Ralph,
i noticed MPI_Comm_spawn is broken on master and on RHEL7
for some reason i cannot yet explain, it works just fine on RHEL6 (!)
mpirun -np 1 ./dynamic/intercomm_create
from the ibm test suite can be used to reproduce the issue.

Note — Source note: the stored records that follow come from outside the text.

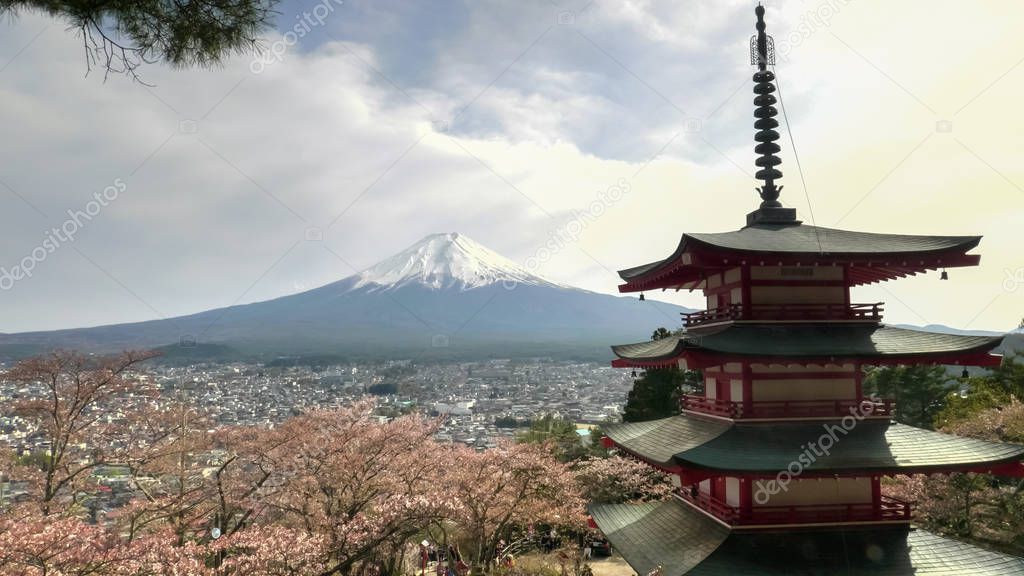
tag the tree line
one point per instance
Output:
(326, 492)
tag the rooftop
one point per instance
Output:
(763, 449)
(683, 541)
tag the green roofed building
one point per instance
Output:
(778, 463)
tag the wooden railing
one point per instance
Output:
(784, 312)
(889, 509)
(788, 408)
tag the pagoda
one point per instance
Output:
(778, 463)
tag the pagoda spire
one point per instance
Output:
(762, 54)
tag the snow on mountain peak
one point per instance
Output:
(443, 260)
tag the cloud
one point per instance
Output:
(503, 122)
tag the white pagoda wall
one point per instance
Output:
(802, 492)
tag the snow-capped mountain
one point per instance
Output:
(443, 261)
(444, 296)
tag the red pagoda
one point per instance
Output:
(778, 463)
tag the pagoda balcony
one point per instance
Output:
(792, 312)
(888, 510)
(786, 409)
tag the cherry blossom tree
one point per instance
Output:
(617, 480)
(512, 486)
(74, 413)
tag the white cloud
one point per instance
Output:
(221, 215)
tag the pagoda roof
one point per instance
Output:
(683, 541)
(759, 449)
(780, 342)
(883, 256)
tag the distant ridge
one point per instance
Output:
(444, 296)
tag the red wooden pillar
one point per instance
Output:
(745, 497)
(748, 387)
(858, 379)
(744, 282)
(877, 496)
(846, 287)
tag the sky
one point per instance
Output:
(577, 137)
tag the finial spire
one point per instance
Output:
(762, 54)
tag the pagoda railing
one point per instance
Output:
(790, 312)
(787, 408)
(888, 509)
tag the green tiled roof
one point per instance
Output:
(659, 441)
(668, 534)
(802, 239)
(685, 542)
(822, 339)
(770, 448)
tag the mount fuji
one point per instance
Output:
(445, 296)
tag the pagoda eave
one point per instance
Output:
(677, 539)
(689, 271)
(700, 445)
(756, 342)
(699, 361)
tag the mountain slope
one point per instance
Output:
(444, 296)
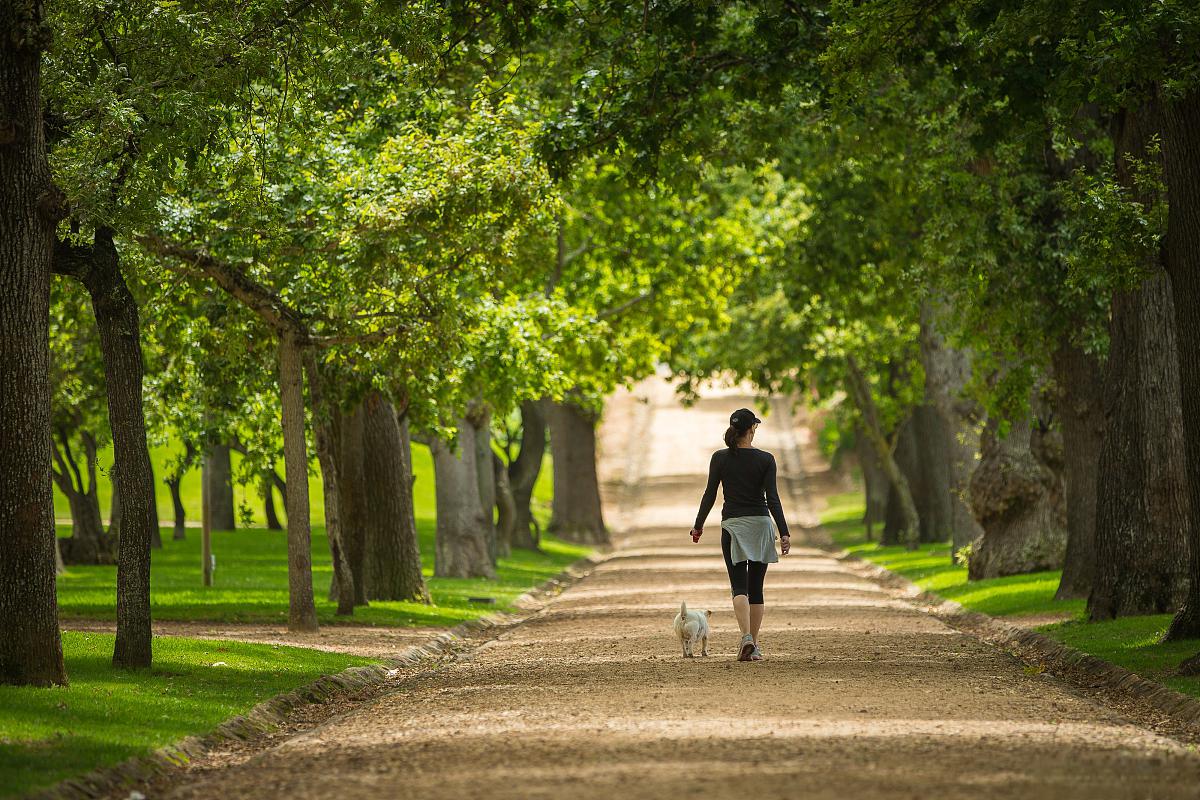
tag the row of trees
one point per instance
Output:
(312, 234)
(995, 270)
(972, 228)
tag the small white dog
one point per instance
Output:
(693, 627)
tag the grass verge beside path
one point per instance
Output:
(107, 715)
(1131, 642)
(251, 583)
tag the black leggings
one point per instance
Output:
(745, 577)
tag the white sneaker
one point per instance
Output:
(747, 648)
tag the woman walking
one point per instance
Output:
(748, 539)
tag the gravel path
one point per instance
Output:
(862, 695)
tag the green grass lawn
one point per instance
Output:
(247, 500)
(108, 715)
(250, 583)
(1131, 642)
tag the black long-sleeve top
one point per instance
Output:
(748, 475)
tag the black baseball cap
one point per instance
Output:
(743, 419)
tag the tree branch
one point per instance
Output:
(264, 302)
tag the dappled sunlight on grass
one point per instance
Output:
(1132, 642)
(107, 715)
(250, 584)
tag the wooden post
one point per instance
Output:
(205, 535)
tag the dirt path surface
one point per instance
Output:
(862, 695)
(366, 641)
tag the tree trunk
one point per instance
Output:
(875, 485)
(1181, 256)
(30, 647)
(947, 372)
(119, 326)
(114, 509)
(1141, 516)
(352, 499)
(523, 473)
(1018, 498)
(301, 608)
(505, 507)
(394, 559)
(411, 543)
(461, 549)
(217, 473)
(156, 531)
(88, 542)
(1080, 409)
(575, 513)
(177, 500)
(325, 425)
(900, 501)
(269, 512)
(481, 429)
(931, 446)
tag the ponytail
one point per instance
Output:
(731, 438)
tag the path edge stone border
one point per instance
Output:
(274, 711)
(1115, 685)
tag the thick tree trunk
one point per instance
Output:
(875, 485)
(1018, 497)
(353, 499)
(481, 428)
(30, 647)
(931, 446)
(461, 549)
(576, 513)
(523, 473)
(394, 559)
(269, 512)
(325, 431)
(1141, 515)
(301, 608)
(505, 507)
(411, 543)
(88, 542)
(217, 473)
(1080, 409)
(947, 372)
(900, 500)
(1181, 252)
(119, 328)
(905, 455)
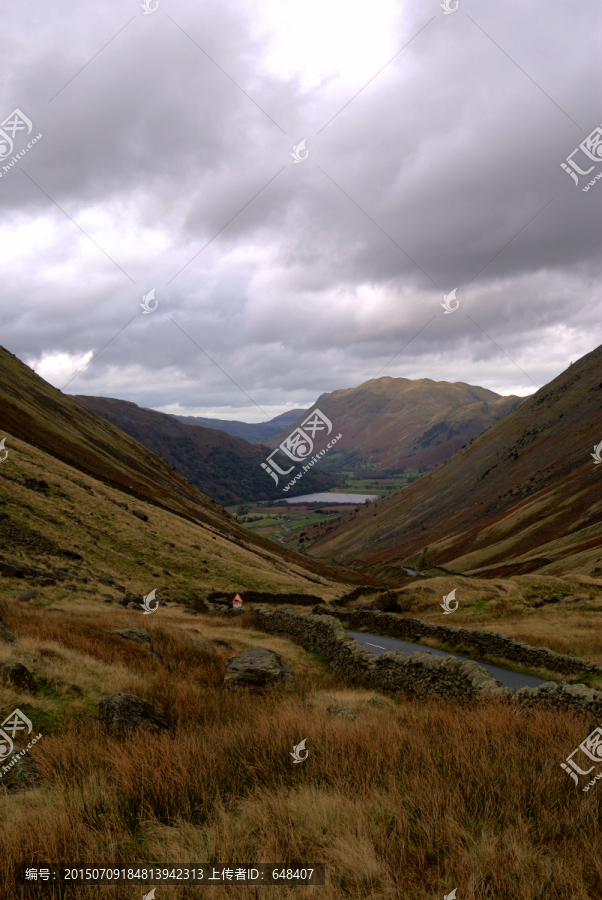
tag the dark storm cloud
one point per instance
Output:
(443, 172)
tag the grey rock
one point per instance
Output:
(259, 669)
(337, 710)
(126, 712)
(6, 634)
(129, 597)
(18, 676)
(211, 645)
(134, 634)
(380, 704)
(316, 700)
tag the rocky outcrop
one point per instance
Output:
(485, 643)
(126, 712)
(6, 634)
(259, 669)
(17, 676)
(134, 634)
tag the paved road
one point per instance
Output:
(379, 645)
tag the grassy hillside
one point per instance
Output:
(409, 799)
(524, 496)
(397, 423)
(47, 432)
(226, 468)
(50, 514)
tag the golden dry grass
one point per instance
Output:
(179, 557)
(407, 801)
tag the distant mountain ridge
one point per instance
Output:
(524, 496)
(226, 468)
(399, 423)
(255, 433)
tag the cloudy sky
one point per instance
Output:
(432, 156)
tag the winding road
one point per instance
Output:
(377, 645)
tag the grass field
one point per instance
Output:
(408, 801)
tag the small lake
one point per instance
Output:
(332, 498)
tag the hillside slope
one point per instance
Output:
(524, 496)
(226, 468)
(397, 423)
(254, 432)
(43, 418)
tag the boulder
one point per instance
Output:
(126, 712)
(316, 700)
(129, 597)
(6, 634)
(134, 634)
(18, 676)
(379, 703)
(211, 645)
(258, 668)
(343, 712)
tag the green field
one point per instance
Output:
(288, 525)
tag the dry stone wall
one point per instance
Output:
(487, 643)
(420, 675)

i digged a bit and i found OPAL_ERR_DEBUGGER_RELEASE is fired in mpirun,
then the tasks received
a PMIX_ERR_DEBUGGER_RELEASE notification. it seems no event handler is
registered, so the default handler
kills the task.
for the time being, a trivial workaround is not to fire
OPAL_ERR_DEBUGGER_RELEASE in the first place
(see patch below)
could you please have a look ?
i am not sure whether client should not be notified at all, or whether
they should register a dummy handler.
fwiw, in _event_hdlr, cd->nondefault is true on RHEL6, but false on
RHEL7, and that might indicate a race condition
Cheers,
Gilles
diff --git a/orte/orted/orted_submit.c b/orte/orted/orted_submit.c
index b9d571c..0de0e79 100644
--- a/orte/orted/orted_submit.c
+++ b/orte/orted/orted_submit.c
@@ -2155,6 +2155,7 @@ static bool mpir_breakpoint_fired = false;
static void _send_notification(void)
{
+#if 0
opal_buffer_t buf;
int status = OPAL_ERR_DEBUGGER_RELEASE;
orte_grpcomm_signature_t sig;
@@ -2209,6 +2210,7 @@ static void _send_notification(void)
}
OBJ_DESTRUCT(&sig);
OBJ_DESTRUCT(&buf);
+#endif
}
static void orte_debugger_dump(void)